Fiction by David Free

Trees are the most important things in the world.

They give air, therefore providing life to the 6 billion creatures that drink, eat and breathe on planet earth.

Without trees, we would be nothing.

A pile of dust each, settled onto a random piece of floor, slowly disintegrating away.

Who would want that?

A dull, lifeless existence worth nothing, a pointless futile life, only enlightened with the knowledge that someday you will finally die, after all of the waiting, to finally rot completely away will have been the greatest pleasure you have ever experienced.

Trees are strange things.

They come in all different shapes and sizes, colours and vibrancy.

Some hang over the car on dark country lanes, like evil stalkers, that intimidate and laugh and point and humiliate you until the point of no return.

Others, in contrast, are bright and welcoming, lively and fun.

But not too rowdy.

There are many varying types of trees everywhere you go, wherever you look there are trees, and they are always welcome.

I often think of a small 10-year-old child, kicking about an old scruffy football, in his dirty and dishevelled west ham football kit that his step mum bought him on his birthday.

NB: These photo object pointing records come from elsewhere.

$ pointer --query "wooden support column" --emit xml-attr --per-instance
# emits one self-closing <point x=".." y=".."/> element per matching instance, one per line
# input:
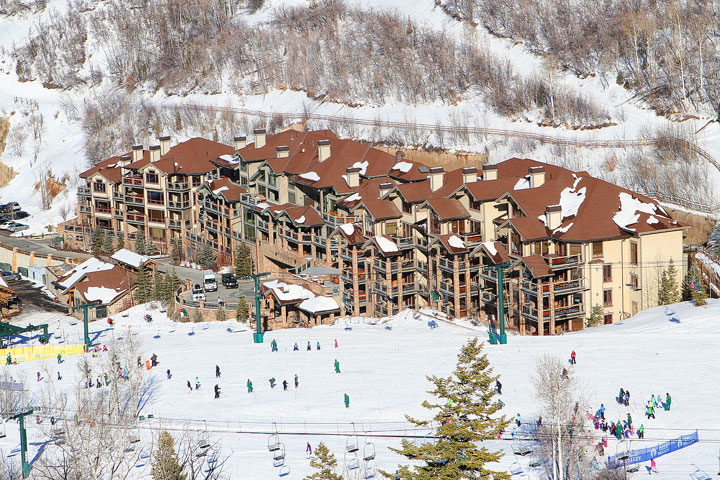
<point x="456" y="286"/>
<point x="356" y="284"/>
<point x="539" y="309"/>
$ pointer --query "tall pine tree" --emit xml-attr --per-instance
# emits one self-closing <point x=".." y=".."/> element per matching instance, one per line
<point x="165" y="463"/>
<point x="325" y="463"/>
<point x="466" y="414"/>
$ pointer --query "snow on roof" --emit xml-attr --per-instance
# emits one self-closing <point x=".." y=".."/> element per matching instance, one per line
<point x="310" y="176"/>
<point x="570" y="200"/>
<point x="319" y="304"/>
<point x="402" y="166"/>
<point x="130" y="258"/>
<point x="90" y="265"/>
<point x="362" y="166"/>
<point x="385" y="244"/>
<point x="287" y="292"/>
<point x="626" y="216"/>
<point x="102" y="294"/>
<point x="522" y="184"/>
<point x="353" y="198"/>
<point x="456" y="242"/>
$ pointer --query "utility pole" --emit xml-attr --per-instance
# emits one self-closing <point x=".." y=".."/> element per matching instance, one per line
<point x="84" y="308"/>
<point x="23" y="440"/>
<point x="499" y="279"/>
<point x="258" y="335"/>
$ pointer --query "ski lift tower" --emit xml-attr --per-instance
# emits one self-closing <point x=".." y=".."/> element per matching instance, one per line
<point x="500" y="302"/>
<point x="258" y="335"/>
<point x="23" y="440"/>
<point x="84" y="308"/>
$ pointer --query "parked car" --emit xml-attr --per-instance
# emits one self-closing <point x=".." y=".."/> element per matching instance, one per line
<point x="229" y="280"/>
<point x="17" y="227"/>
<point x="10" y="275"/>
<point x="198" y="293"/>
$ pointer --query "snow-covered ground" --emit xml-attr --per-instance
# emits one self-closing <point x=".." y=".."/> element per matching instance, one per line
<point x="665" y="349"/>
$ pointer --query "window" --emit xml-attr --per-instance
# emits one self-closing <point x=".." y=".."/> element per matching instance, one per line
<point x="607" y="297"/>
<point x="151" y="177"/>
<point x="607" y="273"/>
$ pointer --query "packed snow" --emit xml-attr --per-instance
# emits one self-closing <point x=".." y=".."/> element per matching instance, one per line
<point x="312" y="176"/>
<point x="383" y="366"/>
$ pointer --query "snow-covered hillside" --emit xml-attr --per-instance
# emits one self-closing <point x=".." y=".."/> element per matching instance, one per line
<point x="665" y="349"/>
<point x="46" y="130"/>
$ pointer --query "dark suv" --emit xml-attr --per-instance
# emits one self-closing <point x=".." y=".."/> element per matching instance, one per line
<point x="229" y="280"/>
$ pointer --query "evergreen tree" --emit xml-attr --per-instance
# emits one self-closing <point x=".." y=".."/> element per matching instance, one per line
<point x="667" y="292"/>
<point x="597" y="316"/>
<point x="325" y="463"/>
<point x="108" y="244"/>
<point x="140" y="244"/>
<point x="242" y="312"/>
<point x="97" y="239"/>
<point x="466" y="415"/>
<point x="243" y="261"/>
<point x="165" y="463"/>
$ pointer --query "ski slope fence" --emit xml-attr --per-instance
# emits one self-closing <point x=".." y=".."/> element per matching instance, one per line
<point x="41" y="352"/>
<point x="646" y="454"/>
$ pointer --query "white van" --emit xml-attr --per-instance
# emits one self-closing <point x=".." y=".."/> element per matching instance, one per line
<point x="209" y="281"/>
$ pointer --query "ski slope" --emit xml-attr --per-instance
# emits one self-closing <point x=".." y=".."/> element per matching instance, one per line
<point x="665" y="349"/>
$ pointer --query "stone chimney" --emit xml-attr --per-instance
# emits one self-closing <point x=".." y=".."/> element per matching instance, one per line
<point x="469" y="174"/>
<point x="437" y="176"/>
<point x="323" y="150"/>
<point x="137" y="152"/>
<point x="553" y="216"/>
<point x="282" y="151"/>
<point x="353" y="176"/>
<point x="489" y="172"/>
<point x="164" y="144"/>
<point x="154" y="153"/>
<point x="537" y="176"/>
<point x="260" y="137"/>
<point x="384" y="187"/>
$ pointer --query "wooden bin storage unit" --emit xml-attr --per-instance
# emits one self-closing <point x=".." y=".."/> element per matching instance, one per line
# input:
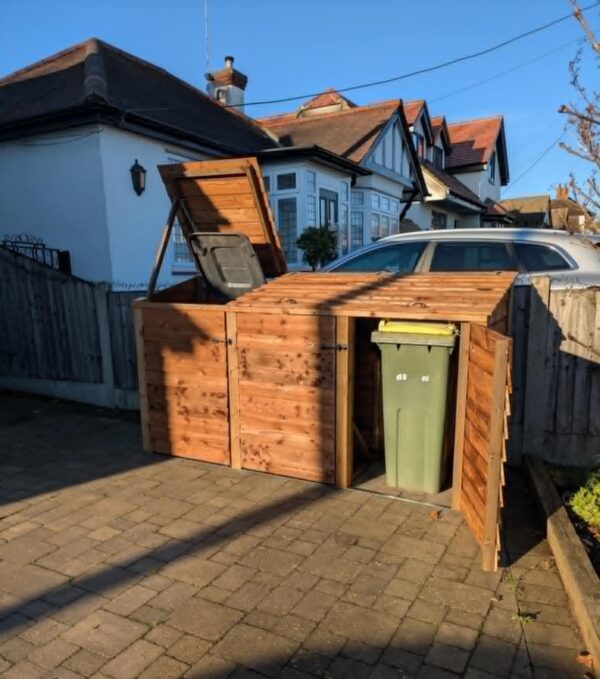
<point x="265" y="382"/>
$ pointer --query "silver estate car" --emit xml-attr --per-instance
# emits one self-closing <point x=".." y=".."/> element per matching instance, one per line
<point x="569" y="260"/>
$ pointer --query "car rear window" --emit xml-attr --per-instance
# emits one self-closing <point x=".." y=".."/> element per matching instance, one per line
<point x="540" y="257"/>
<point x="469" y="256"/>
<point x="394" y="257"/>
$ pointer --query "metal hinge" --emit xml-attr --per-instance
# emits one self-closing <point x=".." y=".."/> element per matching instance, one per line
<point x="218" y="340"/>
<point x="339" y="346"/>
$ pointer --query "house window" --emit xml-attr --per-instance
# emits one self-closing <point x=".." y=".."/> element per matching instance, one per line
<point x="493" y="168"/>
<point x="311" y="211"/>
<point x="358" y="198"/>
<point x="181" y="251"/>
<point x="439" y="220"/>
<point x="357" y="222"/>
<point x="344" y="192"/>
<point x="419" y="142"/>
<point x="375" y="233"/>
<point x="286" y="182"/>
<point x="328" y="208"/>
<point x="287" y="223"/>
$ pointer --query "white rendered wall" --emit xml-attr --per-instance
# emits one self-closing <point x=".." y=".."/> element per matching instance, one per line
<point x="135" y="222"/>
<point x="51" y="186"/>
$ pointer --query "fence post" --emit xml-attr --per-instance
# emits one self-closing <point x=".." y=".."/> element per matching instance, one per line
<point x="101" y="291"/>
<point x="536" y="396"/>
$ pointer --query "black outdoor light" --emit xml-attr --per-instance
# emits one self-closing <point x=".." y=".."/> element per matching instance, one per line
<point x="138" y="177"/>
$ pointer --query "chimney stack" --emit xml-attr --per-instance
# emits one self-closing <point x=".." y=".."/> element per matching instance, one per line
<point x="227" y="85"/>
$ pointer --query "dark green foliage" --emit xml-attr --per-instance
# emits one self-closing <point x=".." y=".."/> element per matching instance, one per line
<point x="319" y="245"/>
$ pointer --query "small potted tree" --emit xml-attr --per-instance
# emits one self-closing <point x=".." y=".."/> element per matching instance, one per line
<point x="318" y="245"/>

He lives in the revolting backstreets of Whitechapel, east London.

The homeless, druggies, smokers, gangs, rapes, filthy H.I.V. filled used syringes that lay outside the pathetic excuse from the money drained councils `children’s playground’ are all second nature to this young boy.

Never will he breathe in fresh air, or wade through the peaceful grassy fields outside my home.

When he is kicking his football in the playground, he can see a tree.

Probably one of the only purely natural thing of gods creation he has a glimpse of in his current situation.

He regularly sits under it with an apple and crunches into it after playing and thinks of sitting in a nice little moor in the countryside being happy.

But he never gets it.

In my mind, the imaginary boy is so happy when he sits beneath the trees wings, it gives him some meaning.

Subsequently, I have come to the conclusion that trees are just like humans.

Some are evil, others are weak, some people are as fake as the talking tree in mother care.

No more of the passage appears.